Evidence-based Review on USC in January 2021 Gynecologic Oncology
Uterine serous carcinoma (USC) is a distinct type of uterine cancer with a poor prognosis, and is responsible for up to 40 percent of uterine cancer-related deaths. The January 2021 edition of Gynecologic Oncology features an evidence-based review, “Uterine serous carcinoma: Molecular features, clinical management, and new and future therapies,” which outlines the molecular characteristics of USC as well as the development of promising therapeutic strategies.
According to the article, molecular features of USC include TP53 mutation, cell cycle changes, ERBB2 amplification, and changes in PI3K signaling. “It is important to understand USC as a distinct type of endometrial cancer, not only clinically, given its aggressive nature and disproportionately high mortality, but also histologically and molecularly,” said first author Elizabeth Lee, MD.
Dr. Lee also explained why USC is so difficult to diagnose. “Uterine serous carcinoma may be less likely to present with typical post-menopausal bleeding symptoms,” she said. “Due to early distant spread, it is more difficult to diagnose at an early stage and patients may present with symptoms that are not typically associated with endometrial cancers, such as cough from distant pulmonary spread.”
The authors noted several recent advances in therapies for USC, such as the addition of trastuzumab to chemotherapy in ERBB2-amplified cancers and the combination of pembrolizumab and lenvatinib.

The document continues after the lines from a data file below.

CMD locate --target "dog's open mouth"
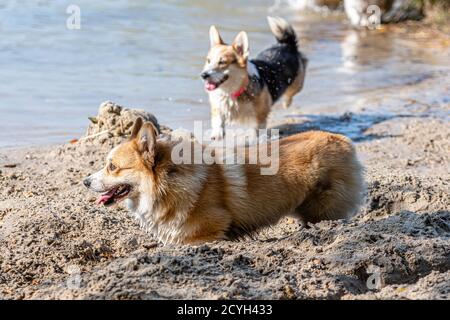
[97,184,131,206]
[205,75,228,91]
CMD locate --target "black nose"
[200,71,210,80]
[83,178,91,188]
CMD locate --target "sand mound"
[80,101,170,144]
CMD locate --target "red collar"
[231,87,247,100]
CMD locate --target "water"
[0,0,449,147]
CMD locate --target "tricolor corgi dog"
[201,17,307,139]
[84,118,363,244]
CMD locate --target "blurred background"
[0,0,449,147]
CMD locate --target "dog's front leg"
[211,107,225,140]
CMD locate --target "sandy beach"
[0,24,450,299]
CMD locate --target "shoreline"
[0,68,450,299]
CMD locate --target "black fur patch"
[251,43,304,103]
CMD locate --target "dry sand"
[0,67,450,299]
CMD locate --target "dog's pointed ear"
[233,31,249,60]
[135,122,158,167]
[209,26,224,48]
[130,117,144,140]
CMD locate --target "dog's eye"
[108,162,117,171]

“Available data supports the consideration of these therapies in women with advanced USC,” said Dr. Lee. “The PFS and OS benefit of trastuzumab added to chemotherapy was demonstrated in a randomized phase 2 trial and is considered the preferred upfront regimen for HER2-positive advanced USC. A cooperative group, randomized trial currently in development further seeks to define the benefit of a number of HER2-directed therapies in HER2-positive USC.”
Dr. Lee added that the combination of pembrolizumab/lenvatinib received accelerated FDA approval based upon the strength of a single arm phase 2 trial. Recently, top-line results from the confirmatory randomized phase 3 KEYNOTE-775/Study 309 reported both OS and PFS benefits of pembrolizumab/lenvatinib compared to doxorubicin or paclitaxel monotherapy in women with previously-treated endometrial cancer, the majority of whom were MMR-proficient.
“We eagerly await presentation of the full data, which could support the role of pembrolizumab/lenvatinib as the new standard of care therapy for recurrent endometrial cancers, inclusive of USC,” she said.
In addition to novel therapies targeting HER2 and PI3K signaling or the DNA damage response pathway, Dr. Lee mentioned other treatments that might be on the horizon for USC. “Multiple avenues of drug development in USC are ongoing,” she said. “Promising avenues of exploration include combinatorial strategies with immunotherapy and antibody drug conjugates.
“While historically we have had limited therapies for this discrete cancer subtype, our understanding of its molecular characteristics has greatly increased in recent years, leading to the development of promising therapeutic strategies.”